Introduction To SLO
TDP services want to ensure customers have a positive experience in their product. One way they do this is by defining Service Level Objectives, or SLOs.
An SLO is like a guarantee made to customers. By defining an SLO, an organization is promising to maintain a defined level of service, often related to the performance and availability of their systems.
Here are some examples:
The website landing/home page will take <5 seconds to load 99% of the time over a 7 day period Checkout service will operate without error 99% of the time each 30 days The landing/home page will be able to successfully process at least 1,000 requests per second, 99% of the time, measured in 90-day increments Average response time in the cart service is <300 milliseconds, 98% of the time, measured in 7-day increments
Notice each includes the same components:
Scope: The specific area an SLO relates to, such as “checkout service”, or “landing page”. This is an area or function that impacts user experience. Target Value: A measurable threshold for performance, like “1,000 requests per second” or “less than 5 seconds”. Data used to measure an SLO is referred to as a Service Level Indicators (SLIs), because it indicates whether an SLO is met. Target Rate: A percentage of the time performance will meet the target value. Time Window: Period for which data is evaluated, such as “over 7 days”.

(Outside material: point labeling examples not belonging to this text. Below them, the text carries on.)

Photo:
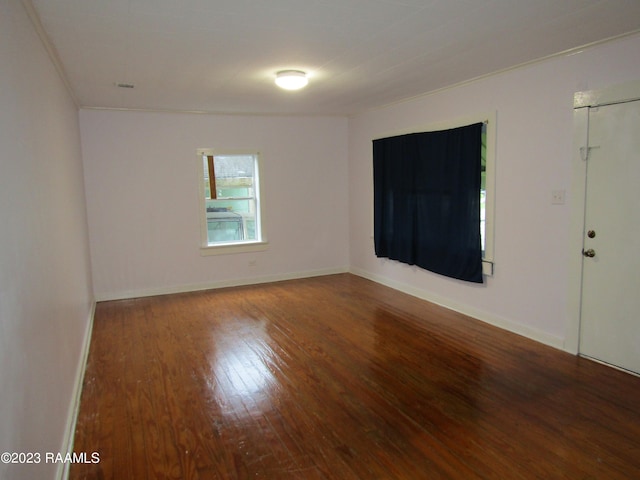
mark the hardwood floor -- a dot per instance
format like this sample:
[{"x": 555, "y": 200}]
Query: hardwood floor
[{"x": 340, "y": 378}]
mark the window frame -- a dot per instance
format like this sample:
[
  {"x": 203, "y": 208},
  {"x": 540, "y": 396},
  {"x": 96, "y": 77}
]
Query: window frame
[
  {"x": 490, "y": 120},
  {"x": 242, "y": 246}
]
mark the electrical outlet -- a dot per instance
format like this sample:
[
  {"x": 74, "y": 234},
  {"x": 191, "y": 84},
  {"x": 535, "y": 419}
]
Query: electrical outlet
[{"x": 558, "y": 197}]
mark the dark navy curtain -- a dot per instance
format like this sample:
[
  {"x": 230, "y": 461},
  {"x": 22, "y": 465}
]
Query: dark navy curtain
[{"x": 427, "y": 200}]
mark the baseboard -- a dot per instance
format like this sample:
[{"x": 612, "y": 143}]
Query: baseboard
[
  {"x": 222, "y": 284},
  {"x": 496, "y": 321},
  {"x": 62, "y": 472}
]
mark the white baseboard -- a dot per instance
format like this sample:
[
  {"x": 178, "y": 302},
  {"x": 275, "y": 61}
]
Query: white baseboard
[
  {"x": 62, "y": 472},
  {"x": 221, "y": 284},
  {"x": 496, "y": 321}
]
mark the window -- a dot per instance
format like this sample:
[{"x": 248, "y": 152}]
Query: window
[
  {"x": 230, "y": 199},
  {"x": 434, "y": 198}
]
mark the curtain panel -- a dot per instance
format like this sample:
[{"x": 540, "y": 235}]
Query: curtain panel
[{"x": 427, "y": 200}]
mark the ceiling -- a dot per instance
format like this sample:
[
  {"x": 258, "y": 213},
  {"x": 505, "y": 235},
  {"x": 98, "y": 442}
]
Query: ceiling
[{"x": 222, "y": 55}]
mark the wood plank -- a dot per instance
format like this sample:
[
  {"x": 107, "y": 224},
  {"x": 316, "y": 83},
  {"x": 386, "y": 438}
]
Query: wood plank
[{"x": 341, "y": 378}]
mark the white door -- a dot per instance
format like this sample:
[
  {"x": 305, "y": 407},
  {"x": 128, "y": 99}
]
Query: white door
[{"x": 610, "y": 313}]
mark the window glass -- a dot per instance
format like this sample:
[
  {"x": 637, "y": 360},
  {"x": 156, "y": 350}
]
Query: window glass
[{"x": 231, "y": 198}]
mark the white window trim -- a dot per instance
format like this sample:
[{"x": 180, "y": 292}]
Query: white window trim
[
  {"x": 232, "y": 247},
  {"x": 490, "y": 118}
]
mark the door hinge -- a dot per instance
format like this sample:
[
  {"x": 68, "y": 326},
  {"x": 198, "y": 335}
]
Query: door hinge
[{"x": 585, "y": 151}]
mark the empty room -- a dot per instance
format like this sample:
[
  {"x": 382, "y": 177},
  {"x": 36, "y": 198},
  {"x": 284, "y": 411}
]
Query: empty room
[{"x": 319, "y": 239}]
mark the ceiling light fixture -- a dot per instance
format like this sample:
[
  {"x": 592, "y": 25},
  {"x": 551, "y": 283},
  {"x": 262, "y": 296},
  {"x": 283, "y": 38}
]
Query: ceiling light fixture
[{"x": 291, "y": 79}]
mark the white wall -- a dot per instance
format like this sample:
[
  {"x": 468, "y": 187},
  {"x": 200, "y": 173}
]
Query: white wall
[
  {"x": 141, "y": 173},
  {"x": 45, "y": 293},
  {"x": 528, "y": 293}
]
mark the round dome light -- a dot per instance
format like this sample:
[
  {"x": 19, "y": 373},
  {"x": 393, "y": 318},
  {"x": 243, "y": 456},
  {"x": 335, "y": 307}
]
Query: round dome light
[{"x": 291, "y": 79}]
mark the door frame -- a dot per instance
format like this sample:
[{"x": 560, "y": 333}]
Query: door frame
[{"x": 581, "y": 102}]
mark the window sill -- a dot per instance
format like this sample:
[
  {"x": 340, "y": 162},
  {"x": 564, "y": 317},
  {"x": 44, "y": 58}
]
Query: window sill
[{"x": 226, "y": 249}]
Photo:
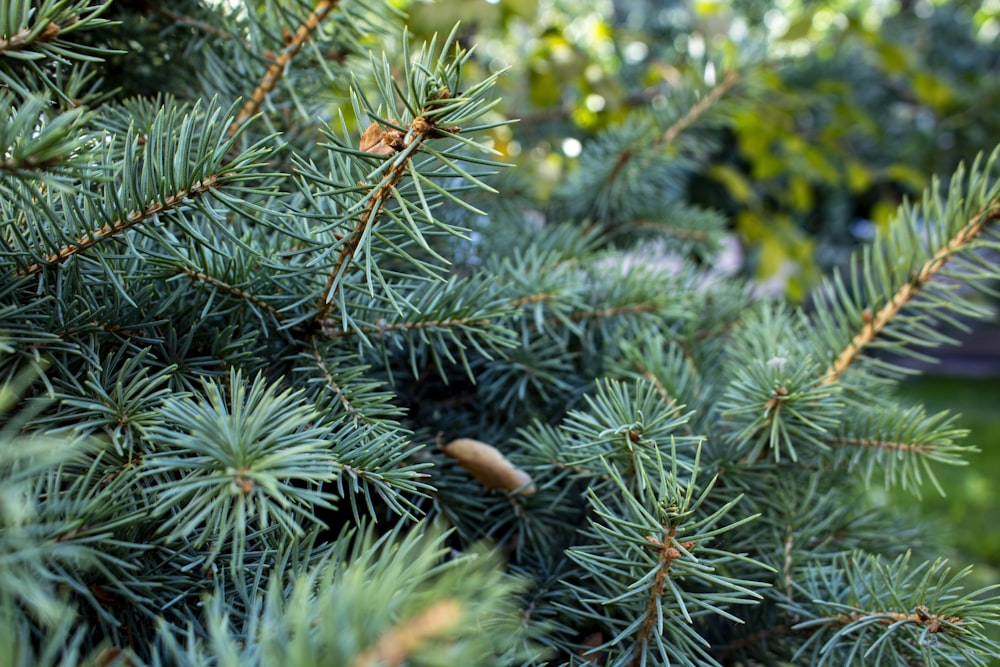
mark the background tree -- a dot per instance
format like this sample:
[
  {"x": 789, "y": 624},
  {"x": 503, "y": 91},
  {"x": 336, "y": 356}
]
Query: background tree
[{"x": 276, "y": 391}]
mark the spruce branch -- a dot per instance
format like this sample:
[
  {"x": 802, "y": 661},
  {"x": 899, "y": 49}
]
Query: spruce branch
[
  {"x": 377, "y": 198},
  {"x": 703, "y": 105},
  {"x": 117, "y": 227},
  {"x": 29, "y": 33},
  {"x": 394, "y": 647},
  {"x": 231, "y": 290},
  {"x": 276, "y": 70},
  {"x": 954, "y": 227}
]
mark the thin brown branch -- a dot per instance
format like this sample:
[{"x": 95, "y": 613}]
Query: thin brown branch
[
  {"x": 133, "y": 219},
  {"x": 920, "y": 616},
  {"x": 786, "y": 569},
  {"x": 419, "y": 130},
  {"x": 334, "y": 332},
  {"x": 667, "y": 553},
  {"x": 695, "y": 112},
  {"x": 875, "y": 324},
  {"x": 229, "y": 289},
  {"x": 394, "y": 647},
  {"x": 277, "y": 68},
  {"x": 882, "y": 444}
]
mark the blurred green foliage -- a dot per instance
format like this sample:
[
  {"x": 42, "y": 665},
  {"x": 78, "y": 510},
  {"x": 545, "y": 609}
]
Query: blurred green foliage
[
  {"x": 969, "y": 508},
  {"x": 847, "y": 106}
]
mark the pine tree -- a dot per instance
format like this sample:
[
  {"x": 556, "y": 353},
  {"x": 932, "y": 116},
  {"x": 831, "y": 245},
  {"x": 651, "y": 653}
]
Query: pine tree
[{"x": 275, "y": 391}]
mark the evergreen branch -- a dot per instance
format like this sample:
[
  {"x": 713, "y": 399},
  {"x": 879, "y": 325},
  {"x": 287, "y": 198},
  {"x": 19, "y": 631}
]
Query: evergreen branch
[
  {"x": 614, "y": 311},
  {"x": 228, "y": 289},
  {"x": 419, "y": 129},
  {"x": 695, "y": 112},
  {"x": 655, "y": 381},
  {"x": 667, "y": 553},
  {"x": 169, "y": 203},
  {"x": 192, "y": 22},
  {"x": 52, "y": 21},
  {"x": 881, "y": 444},
  {"x": 875, "y": 323},
  {"x": 276, "y": 70},
  {"x": 333, "y": 332},
  {"x": 753, "y": 640},
  {"x": 921, "y": 616},
  {"x": 328, "y": 376},
  {"x": 42, "y": 33},
  {"x": 394, "y": 647}
]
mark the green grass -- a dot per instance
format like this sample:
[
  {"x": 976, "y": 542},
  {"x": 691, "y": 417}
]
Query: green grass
[
  {"x": 967, "y": 517},
  {"x": 963, "y": 525}
]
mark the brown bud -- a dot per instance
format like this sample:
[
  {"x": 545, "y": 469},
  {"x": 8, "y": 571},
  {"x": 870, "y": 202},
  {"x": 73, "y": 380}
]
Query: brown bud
[
  {"x": 380, "y": 140},
  {"x": 488, "y": 466}
]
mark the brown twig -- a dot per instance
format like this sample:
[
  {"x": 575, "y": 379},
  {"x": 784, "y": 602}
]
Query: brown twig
[
  {"x": 419, "y": 130},
  {"x": 229, "y": 289},
  {"x": 874, "y": 324},
  {"x": 668, "y": 553},
  {"x": 133, "y": 219},
  {"x": 277, "y": 69},
  {"x": 703, "y": 105}
]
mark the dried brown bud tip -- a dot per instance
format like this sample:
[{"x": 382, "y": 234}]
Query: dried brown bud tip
[
  {"x": 379, "y": 140},
  {"x": 488, "y": 466}
]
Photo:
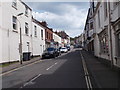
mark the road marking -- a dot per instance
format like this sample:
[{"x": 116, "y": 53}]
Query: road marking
[
  {"x": 31, "y": 81},
  {"x": 87, "y": 77},
  {"x": 20, "y": 68},
  {"x": 51, "y": 66}
]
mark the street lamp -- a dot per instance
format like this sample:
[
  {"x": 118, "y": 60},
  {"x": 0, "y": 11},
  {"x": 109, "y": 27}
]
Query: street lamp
[{"x": 20, "y": 45}]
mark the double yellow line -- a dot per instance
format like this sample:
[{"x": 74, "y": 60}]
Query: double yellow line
[{"x": 20, "y": 68}]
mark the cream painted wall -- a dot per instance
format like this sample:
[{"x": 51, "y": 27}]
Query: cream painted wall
[
  {"x": 38, "y": 42},
  {"x": 10, "y": 39}
]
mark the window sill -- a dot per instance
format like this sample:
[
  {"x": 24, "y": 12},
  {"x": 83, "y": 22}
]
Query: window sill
[
  {"x": 14, "y": 7},
  {"x": 15, "y": 31}
]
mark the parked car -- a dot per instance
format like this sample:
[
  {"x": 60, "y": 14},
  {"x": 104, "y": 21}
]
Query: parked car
[
  {"x": 63, "y": 50},
  {"x": 57, "y": 51},
  {"x": 49, "y": 53}
]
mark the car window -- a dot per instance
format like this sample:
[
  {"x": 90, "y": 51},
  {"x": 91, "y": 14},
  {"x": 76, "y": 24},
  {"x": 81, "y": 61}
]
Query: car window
[{"x": 50, "y": 49}]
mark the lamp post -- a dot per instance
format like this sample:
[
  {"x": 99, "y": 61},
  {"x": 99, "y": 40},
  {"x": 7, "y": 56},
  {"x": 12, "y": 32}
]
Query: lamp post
[{"x": 20, "y": 45}]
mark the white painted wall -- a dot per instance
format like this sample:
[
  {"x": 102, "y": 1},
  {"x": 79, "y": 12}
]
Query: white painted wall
[
  {"x": 10, "y": 39},
  {"x": 38, "y": 42},
  {"x": 57, "y": 38},
  {"x": 0, "y": 33},
  {"x": 104, "y": 22}
]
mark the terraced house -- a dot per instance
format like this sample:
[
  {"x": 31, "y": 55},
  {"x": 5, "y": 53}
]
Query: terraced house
[
  {"x": 107, "y": 31},
  {"x": 20, "y": 33}
]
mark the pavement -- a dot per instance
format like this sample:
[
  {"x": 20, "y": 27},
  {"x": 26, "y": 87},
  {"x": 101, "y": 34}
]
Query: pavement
[
  {"x": 63, "y": 72},
  {"x": 102, "y": 74},
  {"x": 17, "y": 65}
]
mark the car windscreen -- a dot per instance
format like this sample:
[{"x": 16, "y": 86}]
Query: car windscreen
[
  {"x": 63, "y": 48},
  {"x": 50, "y": 49}
]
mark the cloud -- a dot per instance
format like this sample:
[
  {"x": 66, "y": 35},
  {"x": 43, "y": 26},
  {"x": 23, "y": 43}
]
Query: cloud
[{"x": 69, "y": 17}]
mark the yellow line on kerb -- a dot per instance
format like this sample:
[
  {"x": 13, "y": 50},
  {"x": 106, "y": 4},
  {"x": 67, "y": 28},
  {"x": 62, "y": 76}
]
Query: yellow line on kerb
[{"x": 19, "y": 68}]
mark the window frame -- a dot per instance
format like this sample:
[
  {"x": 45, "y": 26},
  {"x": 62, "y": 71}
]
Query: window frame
[
  {"x": 26, "y": 29},
  {"x": 26, "y": 11},
  {"x": 41, "y": 34},
  {"x": 14, "y": 23},
  {"x": 104, "y": 44},
  {"x": 105, "y": 10},
  {"x": 35, "y": 30},
  {"x": 14, "y": 4}
]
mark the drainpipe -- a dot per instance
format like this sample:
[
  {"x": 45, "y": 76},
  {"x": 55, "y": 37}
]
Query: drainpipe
[{"x": 110, "y": 34}]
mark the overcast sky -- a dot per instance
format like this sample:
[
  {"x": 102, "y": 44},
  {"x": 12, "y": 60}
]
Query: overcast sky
[{"x": 67, "y": 16}]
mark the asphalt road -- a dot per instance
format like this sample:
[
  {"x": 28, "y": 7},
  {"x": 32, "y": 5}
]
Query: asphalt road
[{"x": 65, "y": 71}]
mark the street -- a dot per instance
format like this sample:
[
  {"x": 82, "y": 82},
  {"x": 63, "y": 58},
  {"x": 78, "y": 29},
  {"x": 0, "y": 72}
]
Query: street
[{"x": 65, "y": 71}]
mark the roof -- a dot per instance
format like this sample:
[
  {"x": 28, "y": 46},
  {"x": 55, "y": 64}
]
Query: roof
[{"x": 25, "y": 4}]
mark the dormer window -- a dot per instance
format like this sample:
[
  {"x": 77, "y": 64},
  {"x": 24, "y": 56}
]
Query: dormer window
[
  {"x": 26, "y": 11},
  {"x": 14, "y": 3}
]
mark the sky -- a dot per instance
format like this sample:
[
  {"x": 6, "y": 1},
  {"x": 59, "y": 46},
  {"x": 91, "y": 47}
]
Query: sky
[{"x": 62, "y": 16}]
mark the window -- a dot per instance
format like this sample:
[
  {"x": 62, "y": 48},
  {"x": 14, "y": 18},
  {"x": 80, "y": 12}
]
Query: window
[
  {"x": 14, "y": 23},
  {"x": 105, "y": 10},
  {"x": 118, "y": 36},
  {"x": 14, "y": 3},
  {"x": 47, "y": 35},
  {"x": 35, "y": 31},
  {"x": 99, "y": 18},
  {"x": 104, "y": 42},
  {"x": 26, "y": 28},
  {"x": 91, "y": 25},
  {"x": 26, "y": 11},
  {"x": 42, "y": 34},
  {"x": 115, "y": 3}
]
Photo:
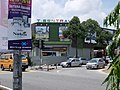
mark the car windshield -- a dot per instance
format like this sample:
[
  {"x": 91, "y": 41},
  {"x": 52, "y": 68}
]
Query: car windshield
[
  {"x": 23, "y": 57},
  {"x": 93, "y": 61}
]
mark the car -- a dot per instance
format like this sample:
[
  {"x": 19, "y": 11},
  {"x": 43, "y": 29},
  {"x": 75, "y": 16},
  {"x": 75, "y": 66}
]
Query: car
[
  {"x": 71, "y": 62},
  {"x": 95, "y": 63},
  {"x": 84, "y": 61}
]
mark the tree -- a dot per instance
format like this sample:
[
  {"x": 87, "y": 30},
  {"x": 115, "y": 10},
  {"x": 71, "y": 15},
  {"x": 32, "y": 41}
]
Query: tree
[
  {"x": 91, "y": 27},
  {"x": 113, "y": 79},
  {"x": 104, "y": 37},
  {"x": 74, "y": 32},
  {"x": 114, "y": 17}
]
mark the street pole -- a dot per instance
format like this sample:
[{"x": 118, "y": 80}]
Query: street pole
[
  {"x": 90, "y": 45},
  {"x": 17, "y": 71},
  {"x": 76, "y": 48}
]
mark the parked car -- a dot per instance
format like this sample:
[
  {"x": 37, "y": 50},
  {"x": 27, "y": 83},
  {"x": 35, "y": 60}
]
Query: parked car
[
  {"x": 84, "y": 61},
  {"x": 95, "y": 63},
  {"x": 71, "y": 62}
]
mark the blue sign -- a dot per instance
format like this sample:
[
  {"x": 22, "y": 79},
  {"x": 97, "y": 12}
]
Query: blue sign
[{"x": 25, "y": 44}]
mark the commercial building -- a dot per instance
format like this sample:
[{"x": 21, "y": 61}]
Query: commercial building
[{"x": 57, "y": 48}]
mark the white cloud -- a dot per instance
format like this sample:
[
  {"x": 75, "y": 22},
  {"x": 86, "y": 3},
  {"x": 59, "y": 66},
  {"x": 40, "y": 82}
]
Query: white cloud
[{"x": 84, "y": 9}]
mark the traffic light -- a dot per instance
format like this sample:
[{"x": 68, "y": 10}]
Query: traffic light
[
  {"x": 36, "y": 43},
  {"x": 42, "y": 44}
]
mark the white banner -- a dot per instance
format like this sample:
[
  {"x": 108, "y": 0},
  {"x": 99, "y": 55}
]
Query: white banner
[{"x": 3, "y": 24}]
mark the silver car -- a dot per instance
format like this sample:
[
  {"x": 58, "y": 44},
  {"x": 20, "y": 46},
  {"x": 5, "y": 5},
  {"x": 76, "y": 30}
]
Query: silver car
[
  {"x": 71, "y": 62},
  {"x": 95, "y": 63}
]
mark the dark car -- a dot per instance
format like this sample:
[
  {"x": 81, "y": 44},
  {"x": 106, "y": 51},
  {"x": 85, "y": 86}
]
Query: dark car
[{"x": 84, "y": 61}]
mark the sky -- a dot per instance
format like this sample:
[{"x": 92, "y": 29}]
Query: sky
[{"x": 66, "y": 9}]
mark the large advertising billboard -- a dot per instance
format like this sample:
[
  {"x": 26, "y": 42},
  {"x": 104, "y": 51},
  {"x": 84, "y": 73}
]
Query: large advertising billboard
[
  {"x": 42, "y": 32},
  {"x": 19, "y": 24},
  {"x": 3, "y": 24}
]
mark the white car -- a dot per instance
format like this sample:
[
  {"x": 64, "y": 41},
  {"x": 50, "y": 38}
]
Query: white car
[
  {"x": 95, "y": 63},
  {"x": 71, "y": 62}
]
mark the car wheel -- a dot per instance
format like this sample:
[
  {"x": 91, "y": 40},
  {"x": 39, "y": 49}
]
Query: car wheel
[
  {"x": 2, "y": 68},
  {"x": 23, "y": 69}
]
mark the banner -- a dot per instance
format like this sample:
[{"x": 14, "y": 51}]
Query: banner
[
  {"x": 19, "y": 22},
  {"x": 3, "y": 24}
]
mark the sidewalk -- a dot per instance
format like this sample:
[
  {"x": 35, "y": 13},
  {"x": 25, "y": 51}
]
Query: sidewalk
[{"x": 44, "y": 68}]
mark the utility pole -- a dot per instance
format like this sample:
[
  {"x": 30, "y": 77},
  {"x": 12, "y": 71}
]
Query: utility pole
[
  {"x": 17, "y": 71},
  {"x": 76, "y": 47}
]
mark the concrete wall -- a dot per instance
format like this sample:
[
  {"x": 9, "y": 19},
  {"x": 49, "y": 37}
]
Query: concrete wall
[{"x": 85, "y": 52}]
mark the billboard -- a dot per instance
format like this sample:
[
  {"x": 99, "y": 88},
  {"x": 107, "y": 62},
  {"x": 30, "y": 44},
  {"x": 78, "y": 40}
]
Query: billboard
[
  {"x": 61, "y": 29},
  {"x": 19, "y": 24},
  {"x": 42, "y": 32},
  {"x": 3, "y": 24}
]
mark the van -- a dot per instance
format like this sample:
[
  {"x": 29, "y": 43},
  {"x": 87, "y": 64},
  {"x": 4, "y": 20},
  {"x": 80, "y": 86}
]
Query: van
[{"x": 6, "y": 62}]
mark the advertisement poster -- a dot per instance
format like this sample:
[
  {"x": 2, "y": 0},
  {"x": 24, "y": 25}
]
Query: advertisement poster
[
  {"x": 19, "y": 24},
  {"x": 3, "y": 25},
  {"x": 61, "y": 29},
  {"x": 42, "y": 32}
]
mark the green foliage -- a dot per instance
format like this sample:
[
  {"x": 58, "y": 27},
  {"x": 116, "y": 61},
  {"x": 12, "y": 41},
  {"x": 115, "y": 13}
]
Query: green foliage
[{"x": 113, "y": 79}]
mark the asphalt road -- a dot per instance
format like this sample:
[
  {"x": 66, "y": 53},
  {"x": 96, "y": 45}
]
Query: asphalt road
[{"x": 77, "y": 78}]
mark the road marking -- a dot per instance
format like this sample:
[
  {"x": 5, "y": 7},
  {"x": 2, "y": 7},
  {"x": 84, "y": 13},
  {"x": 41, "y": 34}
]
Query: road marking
[{"x": 6, "y": 88}]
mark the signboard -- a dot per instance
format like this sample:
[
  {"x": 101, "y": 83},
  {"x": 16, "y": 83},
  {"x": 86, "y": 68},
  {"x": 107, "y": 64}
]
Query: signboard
[
  {"x": 53, "y": 20},
  {"x": 3, "y": 24},
  {"x": 61, "y": 29},
  {"x": 19, "y": 22},
  {"x": 42, "y": 32}
]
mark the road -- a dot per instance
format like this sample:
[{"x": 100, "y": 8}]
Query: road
[{"x": 77, "y": 78}]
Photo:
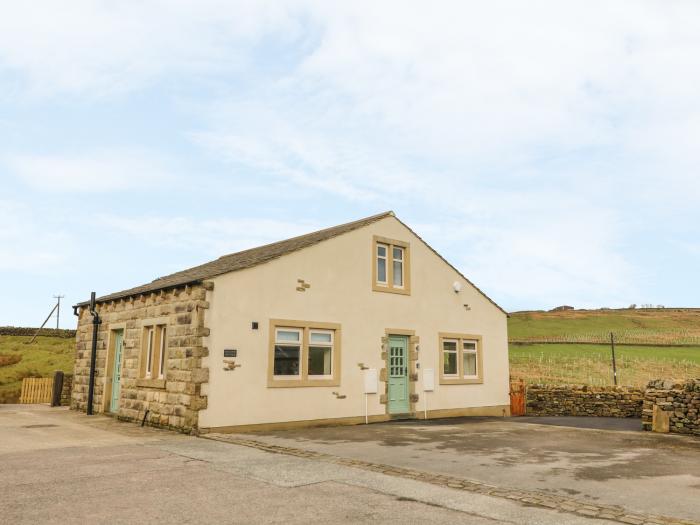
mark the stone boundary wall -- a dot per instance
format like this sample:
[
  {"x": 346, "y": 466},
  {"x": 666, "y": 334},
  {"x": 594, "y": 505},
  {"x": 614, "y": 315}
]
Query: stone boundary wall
[
  {"x": 173, "y": 402},
  {"x": 583, "y": 400},
  {"x": 672, "y": 406}
]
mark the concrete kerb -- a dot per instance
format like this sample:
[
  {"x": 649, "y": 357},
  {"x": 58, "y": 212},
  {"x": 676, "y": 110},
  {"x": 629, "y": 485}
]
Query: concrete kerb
[{"x": 530, "y": 498}]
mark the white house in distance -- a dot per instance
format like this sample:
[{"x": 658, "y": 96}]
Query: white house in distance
[{"x": 359, "y": 322}]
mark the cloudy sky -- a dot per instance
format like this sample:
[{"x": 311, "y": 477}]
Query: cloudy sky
[{"x": 550, "y": 150}]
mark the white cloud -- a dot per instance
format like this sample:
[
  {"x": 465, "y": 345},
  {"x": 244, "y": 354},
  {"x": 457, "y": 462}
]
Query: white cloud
[
  {"x": 210, "y": 237},
  {"x": 539, "y": 134},
  {"x": 27, "y": 245},
  {"x": 97, "y": 172},
  {"x": 97, "y": 48}
]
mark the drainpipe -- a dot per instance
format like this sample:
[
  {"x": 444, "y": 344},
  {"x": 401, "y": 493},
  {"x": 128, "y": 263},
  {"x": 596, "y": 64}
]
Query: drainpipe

Notice also that each SLO is centered around user experience. SLOs should capture performance and availability levels that, even if barely met, would keep the average user satisfied. In the simplest terms:
Service meets SLO targets → Happy users
Service misses SLO targets → Frustrated users
For this reason, SLOs monitor the performance and availability most likely to impact a user’s experience: Like load times, error rates, and functionality working in the manner users need and expect.